Lisa Baldez, Ph.D.

lisa.baldez@dartmouth.edu

Dartmouth College

Country: United States (New Hampshire)

About Me:

Dr. Lisa Baldez is Professor of Government and Latin American, Latino and Caribbean Studies at Dartmouth College. She is the author of Why Women Protest: Women’s Movements in Chile (Cambridge University Press, 2002) and Defying Convention: US Resistance to the UN Treaty on Women’s Rights (Cambridge University Press, 2014). Defying Convention won the 2015 Victoria Schuck Award for best book on women and politics and 2015 best book on human rights, both from the American Political Science Association. She is one of the founding editors, with Karen Beckwith, of Politics & Gender, the official journal of the Women and Politics Section of the American Political Science Association. From 2015-2018, she served as the Cheheyl Professor and Director of the Dartmouth Center for the Advancement of Learning (DCAL). Dr. Baldez is the recipient of the 2019 Midwest Women’s Caucus for Political Science Outstanding Professional Achievement Award.

Research Interests

Gender and Politics

Human Rights

International Law & Organization

Latin American And Caribbean Politics

Human Rights Treaties

Gender Quotas

Conservative Women

Countries of Interest

United States

Chile

Publications:

Books Written:

(2014) Defying Convention: U.S. Resistance to the U.N. Treaty on Women's Rights, Cambridge University Press

The Convention on the Elimination of All Forms of Discrimination against Women (CEDAW) articulates what has now become a global norm. CEDAW establishes the moral, civic, and political equality of women; women's right to be free from discrimination and violence; and the responsibility of governments to take positive action to achieve these goals. The United States is not among the 187 countries that have ratified the treaty. To explain why the United States has not ratified CEDAW, this book highlights the emergence of the treaty in the context of the Cold War, the deeply partisan nature of women's rights issues in the United States, and basic disagreements about how human rights treaties work.

(2009) Political Women and American Democracy, Cambridge University Press

What do we know about women, politics, and democracy in the United States? The last thirty years have witnessed a remarkable increase in women's participation in American politics and an explosion of research on female political actors, and the transformations effected by them, during the same period. Political Women and American Democracy provides a critical synthesis of scholarly research by leading experts in the field. The collected essays examine women as citizens, voters, participants, movement activists, partisans, candidates, and legislators. The authors provide frameworks for understanding and organizing existing scholarship; focus on theoretical, methodological, and empirical debates; and map out productive directions for future research. As the only book to offer "state of the field" essays on women and gender in U.S. politics, Political Women and American Democracy will be an invaluable resource for scholars and students studying and conducting women and politics research.

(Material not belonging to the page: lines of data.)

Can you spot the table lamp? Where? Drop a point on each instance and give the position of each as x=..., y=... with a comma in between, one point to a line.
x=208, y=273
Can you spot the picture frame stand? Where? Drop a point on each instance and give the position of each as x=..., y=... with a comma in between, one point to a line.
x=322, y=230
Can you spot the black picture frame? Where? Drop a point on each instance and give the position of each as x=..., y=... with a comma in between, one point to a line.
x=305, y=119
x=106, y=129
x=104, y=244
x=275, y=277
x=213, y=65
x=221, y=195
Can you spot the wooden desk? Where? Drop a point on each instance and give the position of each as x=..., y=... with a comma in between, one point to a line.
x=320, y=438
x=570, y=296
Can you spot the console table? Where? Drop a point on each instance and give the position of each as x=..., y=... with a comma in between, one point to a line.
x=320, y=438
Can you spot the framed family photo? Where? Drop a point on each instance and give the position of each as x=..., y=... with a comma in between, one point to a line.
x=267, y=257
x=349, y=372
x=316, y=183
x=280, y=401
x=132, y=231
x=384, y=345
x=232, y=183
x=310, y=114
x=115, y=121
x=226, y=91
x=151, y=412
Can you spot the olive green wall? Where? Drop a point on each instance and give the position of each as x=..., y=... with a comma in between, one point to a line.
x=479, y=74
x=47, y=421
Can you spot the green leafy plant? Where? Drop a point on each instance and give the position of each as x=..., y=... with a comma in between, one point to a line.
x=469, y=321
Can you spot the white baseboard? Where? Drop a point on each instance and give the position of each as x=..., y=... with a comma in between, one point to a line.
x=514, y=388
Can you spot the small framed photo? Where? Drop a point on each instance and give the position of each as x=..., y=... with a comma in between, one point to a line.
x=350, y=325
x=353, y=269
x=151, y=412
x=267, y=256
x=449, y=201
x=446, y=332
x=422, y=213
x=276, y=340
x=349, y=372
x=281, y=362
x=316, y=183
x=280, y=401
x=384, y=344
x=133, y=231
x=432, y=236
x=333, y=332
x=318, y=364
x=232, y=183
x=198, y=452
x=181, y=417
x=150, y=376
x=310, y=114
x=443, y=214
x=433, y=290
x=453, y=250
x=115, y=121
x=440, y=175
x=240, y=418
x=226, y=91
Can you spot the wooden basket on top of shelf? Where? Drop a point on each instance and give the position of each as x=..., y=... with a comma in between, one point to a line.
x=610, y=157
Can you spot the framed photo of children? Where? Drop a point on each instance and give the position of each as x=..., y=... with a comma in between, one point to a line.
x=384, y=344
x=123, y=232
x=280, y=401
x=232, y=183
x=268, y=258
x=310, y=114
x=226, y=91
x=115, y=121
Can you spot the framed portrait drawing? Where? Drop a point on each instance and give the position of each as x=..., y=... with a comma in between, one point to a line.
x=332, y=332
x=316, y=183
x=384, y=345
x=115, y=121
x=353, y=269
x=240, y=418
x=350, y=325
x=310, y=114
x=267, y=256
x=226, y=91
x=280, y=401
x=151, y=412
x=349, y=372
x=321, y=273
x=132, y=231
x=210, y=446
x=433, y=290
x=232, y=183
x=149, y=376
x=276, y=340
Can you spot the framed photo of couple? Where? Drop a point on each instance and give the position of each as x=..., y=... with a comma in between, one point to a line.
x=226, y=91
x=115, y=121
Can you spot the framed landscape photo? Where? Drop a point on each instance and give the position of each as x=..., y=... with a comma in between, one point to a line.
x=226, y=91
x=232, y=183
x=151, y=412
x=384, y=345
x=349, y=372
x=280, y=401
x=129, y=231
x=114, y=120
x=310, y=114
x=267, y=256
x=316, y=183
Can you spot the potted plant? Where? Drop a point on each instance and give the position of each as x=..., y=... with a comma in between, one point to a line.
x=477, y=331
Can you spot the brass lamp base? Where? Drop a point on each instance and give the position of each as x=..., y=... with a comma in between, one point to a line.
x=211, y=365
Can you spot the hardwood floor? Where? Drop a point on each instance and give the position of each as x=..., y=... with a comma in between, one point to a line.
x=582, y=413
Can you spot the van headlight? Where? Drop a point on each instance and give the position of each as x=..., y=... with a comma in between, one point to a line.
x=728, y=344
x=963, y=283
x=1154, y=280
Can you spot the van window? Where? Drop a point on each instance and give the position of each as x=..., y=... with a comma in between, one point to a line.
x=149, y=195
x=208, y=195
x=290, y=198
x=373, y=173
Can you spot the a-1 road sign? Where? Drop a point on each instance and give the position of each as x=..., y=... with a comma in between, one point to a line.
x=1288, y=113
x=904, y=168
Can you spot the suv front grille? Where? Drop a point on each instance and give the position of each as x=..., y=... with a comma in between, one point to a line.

(2002) Why Women Protest: Women's Movements in Chile, Cambridge University Press

What are the conditions under which women mobilize on the basis of their collective identity as women? This book compares two ideologically opposed examples of women's movements in Chile. It studies the women who mobilized against the democratically elected government of President Salvador Allende (1970-1973) and those who mobilized against the military dictatorship of General Augusto Pinochet (1973-1990). The study documents and explains the similarities that exist between these two very different movements in terms of the moment at which they emerge and the way in which they frame their demands.